Monsieur le Président, vous devriez en janvier, quand après vous être reposé, selon les prescriptions médicales, donner votre démission, à titre médical bien entendu ! Nous serions attristés qu’il vous arrive un accident cardiaque pendant une séance houleuse des questions d’actualité. Néanmoins, j’aimerais aussi comprendre comment des troubles cardiaques se soignent par un simple arrêt de 10 jours pour vous reposer, ou bien s’agit-il d’une erreur de diagnostic et votre cœur n’a rien à voir avec votre fatigue !

Canard Enchaîné

Mais revenons à cette hypothétique ou vraisemblable maladie cardiaque. Il vous faut tout arrêter d’urgence, demander à vos copains d’accepter enfin votre démission pour que nous puissions avoir un nouveau Président de l’Assemblée en bonne santé !

Vous êtes le quatrième personnage de l’Etat, vous devriez être exemplaire. Je ne reprendrai pas les bruits qui ont été rapportés par le Canard Enchaîné sur vous et votre frère restaurateur. Je ne ressortirai pas non plus le rapport de la Cour des Comptes qui vous condamne brutalement. Mais, moi, je vous condamne à l’infamie politique à être exposé à la vindicte populaire pour avoir osé accuser Valérie Pécresse comme vous l’avez fait. Enfin, j’aurais aimé que votre bilan de santé soit public, pour que toute interprétation malveillante puisse être écartée. »

Voilà pour ce document tristement édifiant. Il se murmure, en cette fin 2015, que certains aimeraient que l’on parvienne assez vite, en France, à faire de la politique autrement. A tourner la page. Le Pr Bernard Debré nous y encourage. Puissamment.

A demain

 

2 réflexions sur “Complaisance et infamie : les égarements de Bernard Debré sur la santé de Claude Bartolone

  1. debré est coutumier des faits

    minable! qui plus est de la part d’un médecin….
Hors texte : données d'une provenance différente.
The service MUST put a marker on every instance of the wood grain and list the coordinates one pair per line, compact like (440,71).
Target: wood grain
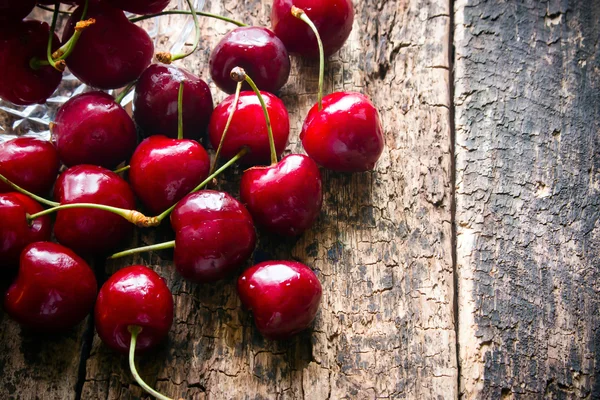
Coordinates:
(527,206)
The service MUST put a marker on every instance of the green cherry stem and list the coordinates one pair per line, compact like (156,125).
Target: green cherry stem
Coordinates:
(179,12)
(135,331)
(238,74)
(168,58)
(27,193)
(300,14)
(152,247)
(236,99)
(180,111)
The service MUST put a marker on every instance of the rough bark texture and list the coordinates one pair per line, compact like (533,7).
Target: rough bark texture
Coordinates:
(527,100)
(382,247)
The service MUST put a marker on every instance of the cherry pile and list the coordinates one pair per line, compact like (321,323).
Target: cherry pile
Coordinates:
(107,174)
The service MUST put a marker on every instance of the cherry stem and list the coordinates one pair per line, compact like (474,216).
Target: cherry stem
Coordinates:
(152,247)
(238,74)
(27,193)
(205,182)
(180,111)
(135,331)
(179,12)
(66,49)
(236,99)
(300,14)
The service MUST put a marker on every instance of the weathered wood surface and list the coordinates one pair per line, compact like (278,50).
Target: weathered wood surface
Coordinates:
(527,100)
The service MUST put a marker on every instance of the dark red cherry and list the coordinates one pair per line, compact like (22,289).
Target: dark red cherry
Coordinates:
(346,135)
(13,11)
(286,197)
(91,128)
(85,230)
(333,19)
(258,51)
(155,102)
(110,53)
(19,82)
(164,170)
(214,236)
(54,291)
(29,163)
(248,127)
(15,231)
(133,296)
(284,297)
(140,6)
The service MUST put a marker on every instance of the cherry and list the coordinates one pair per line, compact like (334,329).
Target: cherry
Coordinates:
(255,49)
(140,6)
(164,170)
(54,291)
(133,296)
(346,135)
(30,163)
(284,297)
(15,230)
(110,53)
(155,102)
(332,18)
(248,127)
(15,10)
(286,197)
(20,83)
(91,128)
(92,231)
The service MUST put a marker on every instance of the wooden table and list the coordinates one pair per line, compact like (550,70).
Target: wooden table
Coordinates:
(466,265)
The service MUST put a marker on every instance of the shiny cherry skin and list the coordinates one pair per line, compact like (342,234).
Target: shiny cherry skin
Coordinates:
(29,163)
(19,43)
(249,128)
(164,170)
(91,128)
(258,51)
(284,297)
(346,135)
(54,291)
(13,11)
(15,231)
(112,52)
(133,296)
(155,102)
(85,230)
(286,197)
(333,19)
(140,6)
(214,236)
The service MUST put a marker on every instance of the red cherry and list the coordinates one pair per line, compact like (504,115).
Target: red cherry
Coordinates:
(284,297)
(15,10)
(89,231)
(286,197)
(140,6)
(110,53)
(164,170)
(19,82)
(29,163)
(91,128)
(346,135)
(248,127)
(133,296)
(214,236)
(333,19)
(54,291)
(15,230)
(258,51)
(155,102)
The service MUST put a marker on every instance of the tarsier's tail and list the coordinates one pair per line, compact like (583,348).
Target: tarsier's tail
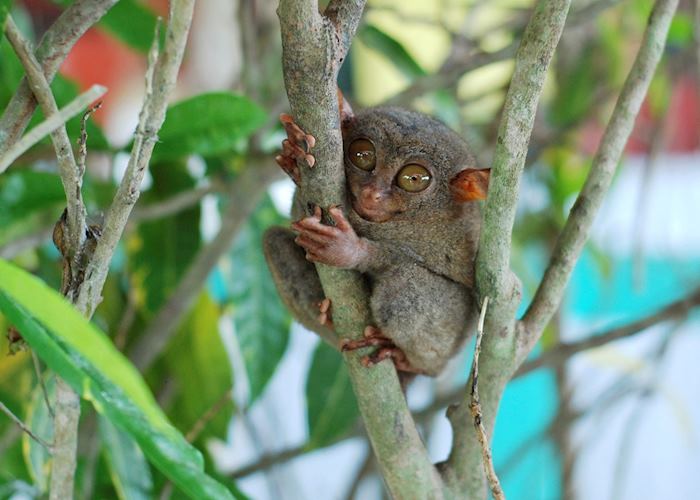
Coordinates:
(296,280)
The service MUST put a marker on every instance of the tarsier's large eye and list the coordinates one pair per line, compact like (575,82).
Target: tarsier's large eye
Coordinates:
(413,178)
(361,154)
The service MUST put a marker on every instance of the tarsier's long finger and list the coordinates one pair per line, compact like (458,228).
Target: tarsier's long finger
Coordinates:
(310,244)
(295,152)
(320,239)
(312,257)
(373,332)
(351,345)
(311,225)
(324,316)
(378,356)
(339,218)
(290,167)
(295,132)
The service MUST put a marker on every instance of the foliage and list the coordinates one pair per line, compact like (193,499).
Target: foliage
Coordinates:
(210,140)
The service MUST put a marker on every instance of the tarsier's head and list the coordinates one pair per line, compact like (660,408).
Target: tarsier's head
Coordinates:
(400,164)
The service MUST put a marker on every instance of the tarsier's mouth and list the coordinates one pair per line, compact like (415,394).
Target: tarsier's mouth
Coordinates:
(370,214)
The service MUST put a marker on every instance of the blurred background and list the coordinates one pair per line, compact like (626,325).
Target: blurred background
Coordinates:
(269,405)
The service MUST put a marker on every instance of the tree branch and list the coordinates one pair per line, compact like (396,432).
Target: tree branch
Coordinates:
(448,76)
(564,351)
(577,228)
(49,125)
(314,46)
(24,428)
(55,45)
(477,413)
(71,176)
(463,471)
(160,81)
(243,195)
(557,355)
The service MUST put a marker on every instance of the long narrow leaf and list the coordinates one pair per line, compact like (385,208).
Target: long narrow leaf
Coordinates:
(88,361)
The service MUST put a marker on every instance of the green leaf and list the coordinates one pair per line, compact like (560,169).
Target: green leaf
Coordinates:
(39,420)
(24,192)
(330,401)
(84,357)
(261,320)
(131,22)
(199,365)
(680,33)
(394,52)
(207,124)
(161,250)
(4,11)
(128,468)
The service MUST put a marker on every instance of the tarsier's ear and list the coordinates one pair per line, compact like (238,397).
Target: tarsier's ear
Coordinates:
(346,114)
(470,184)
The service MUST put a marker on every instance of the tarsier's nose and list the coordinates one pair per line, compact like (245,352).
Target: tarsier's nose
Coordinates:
(371,195)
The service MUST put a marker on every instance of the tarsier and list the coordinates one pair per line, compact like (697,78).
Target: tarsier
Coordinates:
(411,228)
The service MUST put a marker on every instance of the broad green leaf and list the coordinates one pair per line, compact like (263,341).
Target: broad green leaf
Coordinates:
(24,192)
(331,407)
(659,93)
(262,322)
(394,52)
(162,249)
(207,124)
(4,11)
(132,22)
(128,468)
(680,33)
(199,365)
(39,420)
(84,357)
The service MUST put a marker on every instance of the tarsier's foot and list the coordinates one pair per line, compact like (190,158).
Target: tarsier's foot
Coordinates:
(297,146)
(373,337)
(324,317)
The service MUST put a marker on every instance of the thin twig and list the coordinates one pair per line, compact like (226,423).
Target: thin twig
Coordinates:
(71,176)
(40,379)
(450,74)
(557,355)
(208,415)
(82,140)
(53,48)
(50,124)
(463,470)
(172,205)
(160,82)
(67,409)
(26,429)
(477,414)
(197,429)
(582,215)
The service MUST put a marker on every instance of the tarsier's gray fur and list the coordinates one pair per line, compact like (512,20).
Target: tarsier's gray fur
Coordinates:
(421,266)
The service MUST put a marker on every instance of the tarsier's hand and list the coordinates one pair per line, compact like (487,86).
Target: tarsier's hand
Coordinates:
(337,245)
(297,146)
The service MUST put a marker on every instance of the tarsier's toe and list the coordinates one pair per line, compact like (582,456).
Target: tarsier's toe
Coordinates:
(324,316)
(372,337)
(299,138)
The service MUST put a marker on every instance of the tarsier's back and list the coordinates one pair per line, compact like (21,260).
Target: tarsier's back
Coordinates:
(411,227)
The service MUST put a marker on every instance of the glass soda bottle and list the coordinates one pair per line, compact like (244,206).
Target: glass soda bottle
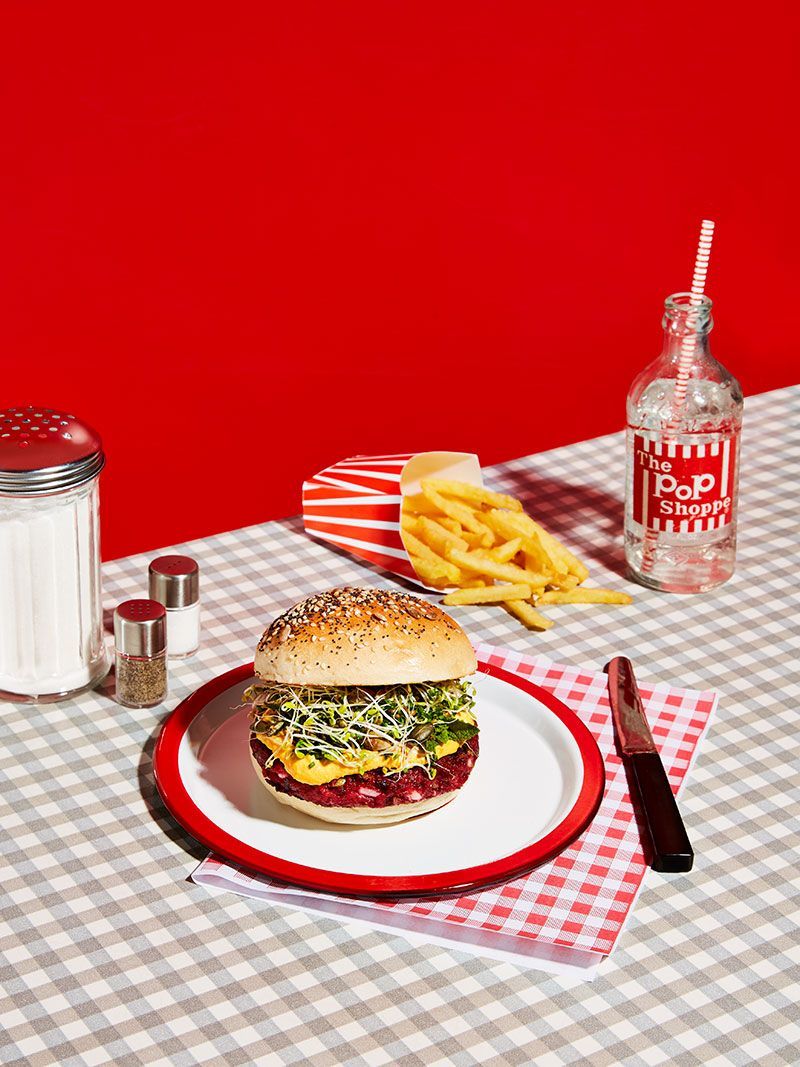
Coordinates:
(684,421)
    et pourtant je n’ai jamais voté PS et j’ai croisé Bartelone chez son copain de Pantin un paquet de fois, sans les apprécier. Mais là : du mauvais goût en effet…

    Prompt rétablissement monsieur BARTELONE

    • A lire votre réponse, j’ai du mal à croire votre sincérité. Il aurait fallu garder votre silence(comme j’aurais dû le faire d’ailleurs car c’est du temps perdu) Toutefois il est tout à fait normal qu’un homme politique tienne sa parole. Quant au conseil du repos concernant sa maladie cardiaque, je suis cardiaque et je trouve la prescription ridicule et mensongère.